CHP Ankara Milletvekili Aylin Yaman, sağlık sistemindeki sorunların sadece uzman hekim sayısını artırarak çözülemeyeceğini belirtti. Yaman, iktidarın sağlık politikasını eleştirdi ve “sözleşmeli çalışma, performansa dayalı çalışma gibi yöntemler hekimi güvencesiz bırakmakta, tüketmekte ve etik değerleri bozmaktadır” dedi.
Yaman yaptığı açıklamada, Türkiye’de hekim sayısının yetersiz olduğunu ve bölgeler arasında sadece hekim sayısının artırımının da eksik olacağını belirterek, “sağlık bir ekip işidir ve tükenmişliğin ve tırmanan şiddetin önüne geçmede en önemli yaklaşım görev tanımı belli, yetkin kadrolarla donanmış bir sağlık ekibidir. Beş dakikada hasta bakmaya zorlanan hekimler için yardımcı sağlık personelinin önemi büyüktür. Sistemi kurarken branşa göre hekim / hemşire oranları mutlaka gözetilmelidir” ifadesini kullandı.
“BÖLGELER ARASINDA DAĞILIM SORUNU MEVCUT”
Çözüm önerileri sunarken esas olanın her zaman sorunun doğru tespiti olduğunun altını çizen Yaman, şunları kaydetti:
“Bu nedenle, sorunlara bakacak olursak hekim sayısının az olduğu doğrudur. Nitekim, 100 bin kişiye düşen hekim sayısı 228’dir, bu sayı hâlâ açıklanmamış olan 2022 yılı sağlık istatistiklerinden değil, haber bülteninden temin edilmiştir ve Avrupa Birliği ortalaması olan 397’nin çok altındadır fakat hekim azlığından daha çok dağılım sorunu mevcuttur. Batı Anadolu’da 100 bin kişiye 346 hekim düşerken Güneydoğu Anadolu’da 100 bin nüfusa sadece 151 hekim düşmektedir. Uzman hekim özelinde baktığımızda ise tablo daha vahimdir. Batı Anadolu’da 100 bin kişiye 157 uzman hekim düşerken Güneydoğu Anadolu’da sadece 69 uzman hekim düşmektedir.”

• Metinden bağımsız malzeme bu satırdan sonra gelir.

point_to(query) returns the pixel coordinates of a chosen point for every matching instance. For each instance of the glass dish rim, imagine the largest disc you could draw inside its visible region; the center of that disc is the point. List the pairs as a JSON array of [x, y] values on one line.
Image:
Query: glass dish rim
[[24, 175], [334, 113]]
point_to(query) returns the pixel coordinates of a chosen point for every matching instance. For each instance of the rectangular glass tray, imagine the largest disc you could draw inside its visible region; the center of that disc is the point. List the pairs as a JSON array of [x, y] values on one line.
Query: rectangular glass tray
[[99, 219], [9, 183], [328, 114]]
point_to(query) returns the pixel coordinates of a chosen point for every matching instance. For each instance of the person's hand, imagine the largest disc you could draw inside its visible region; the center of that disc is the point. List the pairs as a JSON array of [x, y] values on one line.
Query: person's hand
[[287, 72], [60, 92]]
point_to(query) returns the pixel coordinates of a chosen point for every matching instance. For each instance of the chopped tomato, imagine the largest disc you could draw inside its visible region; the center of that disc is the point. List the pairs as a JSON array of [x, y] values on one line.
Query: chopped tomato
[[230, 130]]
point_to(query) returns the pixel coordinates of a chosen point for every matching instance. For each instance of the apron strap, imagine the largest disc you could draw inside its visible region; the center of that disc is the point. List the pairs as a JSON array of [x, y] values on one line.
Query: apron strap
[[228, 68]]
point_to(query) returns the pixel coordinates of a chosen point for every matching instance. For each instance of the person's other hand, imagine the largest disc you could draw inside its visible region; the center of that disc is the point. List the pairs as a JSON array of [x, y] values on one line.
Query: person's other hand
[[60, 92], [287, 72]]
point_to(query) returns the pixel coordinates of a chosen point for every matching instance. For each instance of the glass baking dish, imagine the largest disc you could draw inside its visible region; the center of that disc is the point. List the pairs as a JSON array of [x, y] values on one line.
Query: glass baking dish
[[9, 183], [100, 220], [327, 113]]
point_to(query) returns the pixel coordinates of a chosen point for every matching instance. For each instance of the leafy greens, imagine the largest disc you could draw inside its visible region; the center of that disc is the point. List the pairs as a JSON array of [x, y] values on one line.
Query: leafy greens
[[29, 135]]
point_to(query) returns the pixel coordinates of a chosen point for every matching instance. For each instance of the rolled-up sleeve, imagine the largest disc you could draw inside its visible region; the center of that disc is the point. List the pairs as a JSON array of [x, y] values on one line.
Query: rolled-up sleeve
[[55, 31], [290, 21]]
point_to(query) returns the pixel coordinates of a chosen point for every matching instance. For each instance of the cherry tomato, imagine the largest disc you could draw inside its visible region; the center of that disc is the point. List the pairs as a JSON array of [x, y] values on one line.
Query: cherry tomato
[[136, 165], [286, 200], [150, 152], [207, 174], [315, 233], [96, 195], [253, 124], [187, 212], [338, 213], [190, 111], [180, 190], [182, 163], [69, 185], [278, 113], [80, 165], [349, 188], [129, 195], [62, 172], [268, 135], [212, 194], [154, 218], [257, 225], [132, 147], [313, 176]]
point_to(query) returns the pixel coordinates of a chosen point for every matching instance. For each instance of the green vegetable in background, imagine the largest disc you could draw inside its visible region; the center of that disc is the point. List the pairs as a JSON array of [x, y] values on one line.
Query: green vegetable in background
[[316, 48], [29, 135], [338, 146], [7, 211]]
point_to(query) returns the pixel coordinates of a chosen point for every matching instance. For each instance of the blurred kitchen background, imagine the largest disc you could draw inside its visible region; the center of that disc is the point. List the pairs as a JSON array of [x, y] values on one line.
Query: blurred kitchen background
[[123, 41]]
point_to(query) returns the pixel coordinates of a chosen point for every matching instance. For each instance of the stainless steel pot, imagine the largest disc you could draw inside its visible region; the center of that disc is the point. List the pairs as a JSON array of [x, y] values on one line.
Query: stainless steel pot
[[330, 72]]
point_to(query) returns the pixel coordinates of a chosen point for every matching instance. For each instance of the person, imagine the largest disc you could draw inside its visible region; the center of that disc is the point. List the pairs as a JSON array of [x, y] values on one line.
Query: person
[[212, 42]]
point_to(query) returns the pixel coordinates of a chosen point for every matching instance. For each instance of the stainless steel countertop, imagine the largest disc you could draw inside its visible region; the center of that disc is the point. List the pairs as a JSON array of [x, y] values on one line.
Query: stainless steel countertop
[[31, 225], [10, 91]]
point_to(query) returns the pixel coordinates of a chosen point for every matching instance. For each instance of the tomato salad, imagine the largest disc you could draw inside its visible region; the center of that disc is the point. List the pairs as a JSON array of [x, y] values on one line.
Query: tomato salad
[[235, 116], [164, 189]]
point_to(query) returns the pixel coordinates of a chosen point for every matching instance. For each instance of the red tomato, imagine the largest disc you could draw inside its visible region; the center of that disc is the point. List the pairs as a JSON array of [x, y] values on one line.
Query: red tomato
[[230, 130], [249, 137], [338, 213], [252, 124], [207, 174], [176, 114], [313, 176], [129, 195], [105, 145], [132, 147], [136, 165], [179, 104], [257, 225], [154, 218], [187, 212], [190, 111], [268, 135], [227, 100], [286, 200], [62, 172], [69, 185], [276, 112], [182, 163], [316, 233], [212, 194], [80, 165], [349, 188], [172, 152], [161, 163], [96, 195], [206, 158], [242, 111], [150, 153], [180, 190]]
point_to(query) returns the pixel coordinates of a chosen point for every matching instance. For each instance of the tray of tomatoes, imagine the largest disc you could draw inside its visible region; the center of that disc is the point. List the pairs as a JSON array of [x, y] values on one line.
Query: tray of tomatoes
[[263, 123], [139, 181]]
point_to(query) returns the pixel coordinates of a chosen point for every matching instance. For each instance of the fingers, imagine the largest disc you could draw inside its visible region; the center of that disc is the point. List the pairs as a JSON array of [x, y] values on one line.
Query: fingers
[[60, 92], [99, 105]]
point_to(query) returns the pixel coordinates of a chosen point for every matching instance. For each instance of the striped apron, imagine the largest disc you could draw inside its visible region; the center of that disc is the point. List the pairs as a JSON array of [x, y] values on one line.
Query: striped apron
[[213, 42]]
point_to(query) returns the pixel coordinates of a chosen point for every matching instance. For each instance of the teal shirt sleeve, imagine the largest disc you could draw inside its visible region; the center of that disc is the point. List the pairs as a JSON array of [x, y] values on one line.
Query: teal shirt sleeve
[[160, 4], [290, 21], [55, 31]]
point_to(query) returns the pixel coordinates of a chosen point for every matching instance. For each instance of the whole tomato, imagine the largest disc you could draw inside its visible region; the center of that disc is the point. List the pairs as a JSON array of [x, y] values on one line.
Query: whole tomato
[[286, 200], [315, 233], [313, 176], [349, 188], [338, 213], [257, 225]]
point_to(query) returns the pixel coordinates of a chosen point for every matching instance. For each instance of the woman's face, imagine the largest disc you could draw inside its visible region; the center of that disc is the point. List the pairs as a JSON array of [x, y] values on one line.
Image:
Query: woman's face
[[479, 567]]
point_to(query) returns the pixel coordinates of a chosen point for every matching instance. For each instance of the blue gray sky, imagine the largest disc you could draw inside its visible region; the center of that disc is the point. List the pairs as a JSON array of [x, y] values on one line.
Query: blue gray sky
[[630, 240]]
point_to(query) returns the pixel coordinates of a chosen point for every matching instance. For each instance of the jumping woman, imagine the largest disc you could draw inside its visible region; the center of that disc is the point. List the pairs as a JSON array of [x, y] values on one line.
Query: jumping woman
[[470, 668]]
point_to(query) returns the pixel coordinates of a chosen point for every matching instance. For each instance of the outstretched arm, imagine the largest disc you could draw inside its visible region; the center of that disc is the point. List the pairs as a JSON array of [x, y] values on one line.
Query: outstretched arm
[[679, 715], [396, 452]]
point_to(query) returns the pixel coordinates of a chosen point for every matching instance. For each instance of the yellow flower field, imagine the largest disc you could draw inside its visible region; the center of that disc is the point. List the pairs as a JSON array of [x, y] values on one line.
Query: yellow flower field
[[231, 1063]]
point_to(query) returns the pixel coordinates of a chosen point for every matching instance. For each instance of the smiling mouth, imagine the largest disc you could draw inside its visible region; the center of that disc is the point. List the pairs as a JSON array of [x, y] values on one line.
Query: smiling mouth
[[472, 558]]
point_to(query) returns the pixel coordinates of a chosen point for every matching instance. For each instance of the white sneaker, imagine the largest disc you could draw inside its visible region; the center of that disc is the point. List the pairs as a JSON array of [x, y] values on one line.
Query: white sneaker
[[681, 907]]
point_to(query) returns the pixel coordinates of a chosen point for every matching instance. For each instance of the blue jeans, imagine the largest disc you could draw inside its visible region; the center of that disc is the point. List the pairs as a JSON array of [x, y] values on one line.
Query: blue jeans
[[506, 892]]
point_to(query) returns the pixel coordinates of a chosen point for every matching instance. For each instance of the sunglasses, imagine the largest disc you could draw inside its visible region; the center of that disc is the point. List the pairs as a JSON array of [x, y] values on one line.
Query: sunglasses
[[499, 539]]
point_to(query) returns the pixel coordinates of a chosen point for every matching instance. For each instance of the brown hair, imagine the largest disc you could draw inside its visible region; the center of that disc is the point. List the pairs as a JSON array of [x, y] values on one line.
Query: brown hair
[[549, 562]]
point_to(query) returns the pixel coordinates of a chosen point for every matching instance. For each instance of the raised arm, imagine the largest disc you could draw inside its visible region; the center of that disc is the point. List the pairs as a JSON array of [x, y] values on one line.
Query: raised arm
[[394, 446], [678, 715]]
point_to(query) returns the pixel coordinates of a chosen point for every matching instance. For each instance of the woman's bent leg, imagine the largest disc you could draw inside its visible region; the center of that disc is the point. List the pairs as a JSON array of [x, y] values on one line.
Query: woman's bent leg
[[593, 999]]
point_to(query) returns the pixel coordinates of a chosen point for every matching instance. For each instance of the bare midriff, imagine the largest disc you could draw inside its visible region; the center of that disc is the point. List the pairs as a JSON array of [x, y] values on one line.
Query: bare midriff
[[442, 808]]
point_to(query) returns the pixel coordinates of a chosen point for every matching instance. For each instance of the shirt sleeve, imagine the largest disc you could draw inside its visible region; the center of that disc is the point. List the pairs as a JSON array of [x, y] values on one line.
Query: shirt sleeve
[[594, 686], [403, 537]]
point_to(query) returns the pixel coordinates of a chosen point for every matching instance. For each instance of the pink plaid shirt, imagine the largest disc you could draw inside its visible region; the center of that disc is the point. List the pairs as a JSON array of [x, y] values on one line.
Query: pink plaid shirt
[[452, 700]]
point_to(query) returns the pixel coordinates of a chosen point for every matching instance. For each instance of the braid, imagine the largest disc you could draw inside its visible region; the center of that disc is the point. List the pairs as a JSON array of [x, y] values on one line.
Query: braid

“KADRO ARTIRILMASI GEREKLİDİR”
Pratisyen hekimler özelinde durumun daha da vahim olduğunu kaydeden Aylin Yaman, şöyle devam etti:
”Tüm ülkede 100 bin kişiye düşen pratisyen hekim sayısı sadece 63’tür. Üstelik uzman egemenliği olan İstanbul’da pratisyen hekim sayısı ülke ortalamasının çok daha altındadır. Bu durum, hekimleri tüketen temel konulardan biridir. Yapılması gereken açıktır, birinci basamak koruyucu hekimliğin merkeze konulması ve güçlendirilmesidir. Bu nedenle, aile hekimi uzmanı ve pratisyen kadrosunun da artırılması gerekmektedir. Bununla birlikte, kontrollü akışının sağlanması için sevk zincirinin mutlaka konulması gerekmektedir.
Sağlık sistemi maalesef sadece hekim sayısına endekslenmiştir. Sağlık bir ekip işidir ve tükenmişliğin ve tırmanan şiddetin önüne geçmede en önemli yaklaşım görev tanımı belli, yetkin kadrolarla donanmış bir sağlık ekibidir. Beş dakikada hasta bakmaya zorlanan hekimler için yardımcı sağlık personelinin önemi büyüktür. Sistemi kurarken branşa göre hekim / hemşire oranları mutlaka gözetilmelidir.”
“SÖZLEŞMELİ ÇALIŞMA HEKİMİ GÜVENCESİZ BIRAKMAKTADIR”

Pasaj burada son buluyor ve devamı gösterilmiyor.